Linda came to me for advice.
Linda's physical assessment and reasoning were excellent. Mrs. Douglas had been receiving
two skilled nursing visits each day to do something (apply ointment) that she was physically
capable of doing herself. Her rash should have cleared within a week and when it failed to
clear, reappearing elsewhere instead, the doctor should have been notified personally.
Sandra had a duty as a patient advocate to follow-up on these things and arrange for a
doctor's office visit when the rash did not clear. Sandra was obviously receiving
substantial financial benefit from twice daily visits as was the home health agency involved.
I encouraged Linda to first contact Dr. Samuels with her patient care concerns and then
report her observations directly to the insurance company. She would also need to find
another more ethical home health agency if she wished to continue in this field of nursing.
Mrs. Douglas was not guilty of defrauding her insurance company. She was simply lonely
and had placed her trust in those who promised to help her.
Dr. Samuels was not negligent, nor guilty of insurance fraud. He simply trusted a home
health agency to act in a competent, professional manner. He acted appropriately given
the reports he received, but he was not told about the strawberries and he didn't
realize when he renewed the antifungal ointment prescription that it was not a completely
different rash he was treating.
Sandra was an "experienced" home health nurse. She had survived many slow periods with
the agency when the patient population had declined and visits were scarce. Sadly for
her patients, including Mrs. Douglas, what Sandra had learned from her "experience" was
not in the realm of ethics or physical assessment. A simple review of Mrs. Douglas' home
health chart would show that more than 75% of the visits made were unnecessary and that
Mrs. Douglas should have been taken to Doctor Samuels immediately for further evaluation
when her rash did not clear completely in the first week. In this case, Sandra may have
actually masked symptoms of diabetes with the continued use of antifungal ointment without
further diagnostic studies.
Case Management was also ineffective in Mrs. Douglas' case as Sandra was operating in a
dual capacity. Sandra was not only the visiting nurse, but also the agency's Supervising
Nurse "substantiating the need for additional twice daily visits" on a weekly basis.
If you have any reason to suspect fraud in home health care; a wound that does not heal;
an infection or rash that does not resolve; recurrent reports of unobserved falls;
investigate.
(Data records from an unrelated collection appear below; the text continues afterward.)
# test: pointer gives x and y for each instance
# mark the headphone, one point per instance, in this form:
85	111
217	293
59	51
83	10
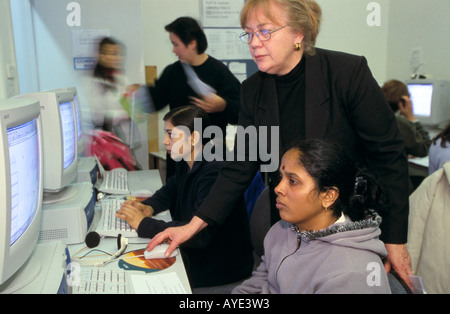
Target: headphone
92	240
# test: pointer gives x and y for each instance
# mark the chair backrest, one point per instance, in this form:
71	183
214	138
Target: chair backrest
260	222
398	286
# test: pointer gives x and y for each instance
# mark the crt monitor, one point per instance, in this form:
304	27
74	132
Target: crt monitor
59	134
76	98
431	101
21	183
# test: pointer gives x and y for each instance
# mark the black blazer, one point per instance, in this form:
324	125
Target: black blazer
218	254
344	104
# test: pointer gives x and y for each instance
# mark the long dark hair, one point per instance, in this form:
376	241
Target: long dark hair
186	115
332	168
188	29
100	71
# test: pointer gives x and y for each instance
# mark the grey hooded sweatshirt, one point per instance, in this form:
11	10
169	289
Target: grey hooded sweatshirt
344	258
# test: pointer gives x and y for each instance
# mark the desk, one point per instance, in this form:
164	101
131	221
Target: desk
145	179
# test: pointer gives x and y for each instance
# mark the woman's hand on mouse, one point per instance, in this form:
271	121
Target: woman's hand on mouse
134	212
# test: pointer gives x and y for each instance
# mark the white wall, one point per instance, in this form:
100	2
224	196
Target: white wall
344	28
419	24
405	24
8	73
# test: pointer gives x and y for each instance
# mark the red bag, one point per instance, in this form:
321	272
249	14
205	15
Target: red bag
111	151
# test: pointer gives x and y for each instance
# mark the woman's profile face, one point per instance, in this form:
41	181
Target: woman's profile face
177	142
183	52
276	55
298	201
111	56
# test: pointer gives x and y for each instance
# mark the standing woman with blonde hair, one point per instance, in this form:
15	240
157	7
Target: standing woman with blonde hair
309	92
Review the nurses' notes with particular attention to descriptions of wounds,
sizes, healing and documented ability of patient to perform self care. Compare that
information with any notes made by the attending physician prior to discharge to home health.
And finally, if things are still suspicious and yet inconclusive, consider requesting a
change of home health agency on the case...it might prove very enlightening.